Probing DNA methylation with BS-seq

Bisulfite sequencing - the basics

Bismark - our software of choice

Task 1:

  1. Please install the Bismark software on your VMs.
  2. Create a small “genome” (maybe 500 bases in a FASTA file).
  3. Create a few “reads” matching the genome (single and paired-end, from both forward and reverse strands).
  4. Simulate bisulfite-conversion: change most but not all of the C's in the reads to T; the unchanged C's should be identified as indicators of C-methylation by the Bismark software.
  5. Run the Bismark software according to the documentation (“prepare” your genome, map the reads, extract the methylation calls).

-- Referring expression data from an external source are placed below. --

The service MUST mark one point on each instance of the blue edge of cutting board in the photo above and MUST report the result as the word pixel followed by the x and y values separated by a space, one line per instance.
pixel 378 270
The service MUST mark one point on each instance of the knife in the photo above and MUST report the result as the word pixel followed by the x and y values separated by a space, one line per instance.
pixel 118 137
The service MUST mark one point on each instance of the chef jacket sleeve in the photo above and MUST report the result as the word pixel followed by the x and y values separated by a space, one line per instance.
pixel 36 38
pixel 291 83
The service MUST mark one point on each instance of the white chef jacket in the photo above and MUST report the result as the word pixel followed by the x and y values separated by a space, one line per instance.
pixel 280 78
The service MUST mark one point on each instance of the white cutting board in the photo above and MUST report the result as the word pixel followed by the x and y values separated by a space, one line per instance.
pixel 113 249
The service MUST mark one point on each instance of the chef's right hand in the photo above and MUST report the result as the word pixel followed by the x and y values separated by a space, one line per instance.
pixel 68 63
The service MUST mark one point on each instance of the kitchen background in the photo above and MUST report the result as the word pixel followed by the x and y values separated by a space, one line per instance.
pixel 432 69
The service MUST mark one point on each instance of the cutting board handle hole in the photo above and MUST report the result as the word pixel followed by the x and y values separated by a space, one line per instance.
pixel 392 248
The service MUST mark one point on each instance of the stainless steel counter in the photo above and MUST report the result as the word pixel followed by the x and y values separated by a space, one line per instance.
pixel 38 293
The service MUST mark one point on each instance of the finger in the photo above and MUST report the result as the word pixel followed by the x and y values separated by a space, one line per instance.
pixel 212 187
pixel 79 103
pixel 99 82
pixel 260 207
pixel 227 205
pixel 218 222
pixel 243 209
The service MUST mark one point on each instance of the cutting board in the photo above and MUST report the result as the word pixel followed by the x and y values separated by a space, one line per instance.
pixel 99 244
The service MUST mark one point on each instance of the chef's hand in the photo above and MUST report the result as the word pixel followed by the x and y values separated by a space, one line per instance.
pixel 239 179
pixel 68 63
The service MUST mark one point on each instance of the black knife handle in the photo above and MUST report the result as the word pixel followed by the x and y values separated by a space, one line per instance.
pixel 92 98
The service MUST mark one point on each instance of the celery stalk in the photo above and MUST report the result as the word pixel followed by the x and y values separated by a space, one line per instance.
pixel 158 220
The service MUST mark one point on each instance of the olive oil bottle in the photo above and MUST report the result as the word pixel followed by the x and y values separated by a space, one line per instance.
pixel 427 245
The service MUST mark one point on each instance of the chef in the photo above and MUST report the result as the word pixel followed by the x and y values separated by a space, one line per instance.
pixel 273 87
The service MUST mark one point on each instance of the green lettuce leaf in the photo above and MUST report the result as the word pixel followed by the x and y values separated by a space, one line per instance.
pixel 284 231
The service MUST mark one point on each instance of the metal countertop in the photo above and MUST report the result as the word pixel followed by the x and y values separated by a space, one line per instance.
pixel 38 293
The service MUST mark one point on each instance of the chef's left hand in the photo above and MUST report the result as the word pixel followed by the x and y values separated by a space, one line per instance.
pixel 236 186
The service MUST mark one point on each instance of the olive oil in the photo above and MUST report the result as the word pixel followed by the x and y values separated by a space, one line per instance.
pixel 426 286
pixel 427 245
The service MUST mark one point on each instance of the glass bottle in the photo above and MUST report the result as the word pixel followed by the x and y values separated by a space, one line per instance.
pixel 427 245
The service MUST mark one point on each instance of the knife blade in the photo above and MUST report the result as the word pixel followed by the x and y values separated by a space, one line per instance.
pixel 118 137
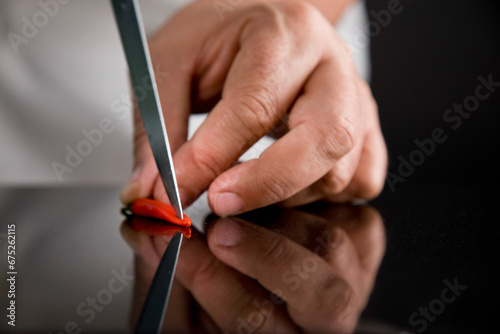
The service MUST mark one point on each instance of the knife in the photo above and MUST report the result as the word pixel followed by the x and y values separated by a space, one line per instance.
pixel 134 42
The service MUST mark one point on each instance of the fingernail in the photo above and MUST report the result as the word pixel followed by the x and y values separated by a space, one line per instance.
pixel 132 188
pixel 226 204
pixel 227 233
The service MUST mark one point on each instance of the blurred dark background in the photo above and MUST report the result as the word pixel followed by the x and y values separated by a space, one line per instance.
pixel 425 60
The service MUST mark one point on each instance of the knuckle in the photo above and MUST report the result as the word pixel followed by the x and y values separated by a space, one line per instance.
pixel 336 299
pixel 371 185
pixel 205 272
pixel 334 183
pixel 275 253
pixel 206 164
pixel 273 187
pixel 301 12
pixel 336 139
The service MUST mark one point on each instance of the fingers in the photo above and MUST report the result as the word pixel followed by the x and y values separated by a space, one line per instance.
pixel 173 87
pixel 326 131
pixel 318 298
pixel 367 181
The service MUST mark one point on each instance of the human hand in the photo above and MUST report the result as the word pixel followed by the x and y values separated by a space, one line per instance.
pixel 262 62
pixel 304 272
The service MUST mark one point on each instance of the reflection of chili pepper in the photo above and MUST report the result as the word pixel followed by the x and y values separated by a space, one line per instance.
pixel 146 207
pixel 155 227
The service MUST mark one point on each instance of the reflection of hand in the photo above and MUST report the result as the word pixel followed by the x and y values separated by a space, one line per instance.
pixel 264 60
pixel 322 266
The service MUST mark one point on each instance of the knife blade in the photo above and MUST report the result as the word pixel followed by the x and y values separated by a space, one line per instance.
pixel 128 18
pixel 154 308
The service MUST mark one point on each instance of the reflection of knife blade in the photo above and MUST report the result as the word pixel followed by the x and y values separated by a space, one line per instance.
pixel 154 308
pixel 141 72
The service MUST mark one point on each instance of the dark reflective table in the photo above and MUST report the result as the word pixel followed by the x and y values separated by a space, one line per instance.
pixel 421 259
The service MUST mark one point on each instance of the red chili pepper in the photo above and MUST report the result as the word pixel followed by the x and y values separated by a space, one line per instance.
pixel 146 207
pixel 154 227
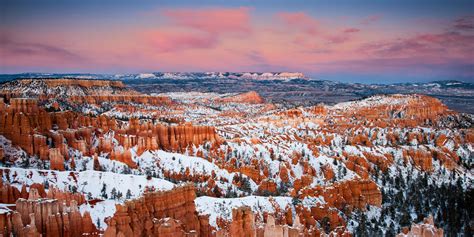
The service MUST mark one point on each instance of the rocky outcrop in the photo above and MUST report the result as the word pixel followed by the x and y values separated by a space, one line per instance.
pixel 46 217
pixel 251 97
pixel 425 229
pixel 141 217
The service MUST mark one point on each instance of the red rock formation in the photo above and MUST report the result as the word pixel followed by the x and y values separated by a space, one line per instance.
pixel 138 217
pixel 425 229
pixel 46 217
pixel 56 159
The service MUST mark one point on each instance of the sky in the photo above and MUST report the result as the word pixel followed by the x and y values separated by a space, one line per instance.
pixel 352 41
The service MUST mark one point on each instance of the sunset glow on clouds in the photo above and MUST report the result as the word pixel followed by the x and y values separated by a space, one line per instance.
pixel 243 38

Task 2 involves running real data on Mason:

  1. Log into Mason and create a task directory under /N/dc2/scratch/<username>/
  2. copy the template qsub* and Makefile* files from /N/dc2/scratch/sarasank/
  3. copy the (Apis mellifera) genome directory from /N/dc2/scratch/sarasank/

You will have to edit the qsub file to make it your own. Take a look at a Makefile you want to run. The qsub script will merely invoke the workflow represented by the Makefile. If all goes well, the entire workflow (with all dependencies) should get launched and run to completion.

Decoding the Makefile

You will be familiar with the make command from software installations. Most source code is distributed with make instructions, that do what the name suggests: generate an executable from the source code, incorporating both downloaded source files and pre-installed system-wide libraries. What makes make so convenient is that the many dependencies typically involved in creating the executable are nicely taken care of. Code is compiled in orderly fashion. If a prerequisite is missing, the user will be told. Once taken care of, compilation can be resumed. Updates in some files that affect a subset of other files can be detected by make and incorporated into making a suitably updated executable, without unnecessary work on unaffected files.

The use of make in the following is analogous, although the end product is not an executable, but output from a workflow processing BS-seq data.

Let's look at one of our sample makefiles section by section. The header section displayed below gives running instructions and customization. For the running, nothing could be simpler: all we need to do is type “make -f <makefile>”, where “<makefile>” is our edited makefile. The additional argument “-j 4” is one of the reasons make is so powerful. The argument instructs make to use up to 4 processors in parallel. When different sub-tasks are found to be independent of each other, those tasks will then be processed simultaneously, speeding up the whole workflow from the user perspective.

In the following, several variables are set, including paths to program executables, program options, data sources, and user defined labels. Here, for example, the BS-seq data source is specified by an entry in the NCBI Sequence Read Archive. The makefile will use the “wget” command to retrieve the data. Note that additional input files are assumed to be on the system when you are running the workflow: first, the relevant genome sequence file in FASTA format(as ./genome/Amel.gdna.fa), and second the relevant genome annotation file in GFF3 format (as ./genome/$(GFF3)).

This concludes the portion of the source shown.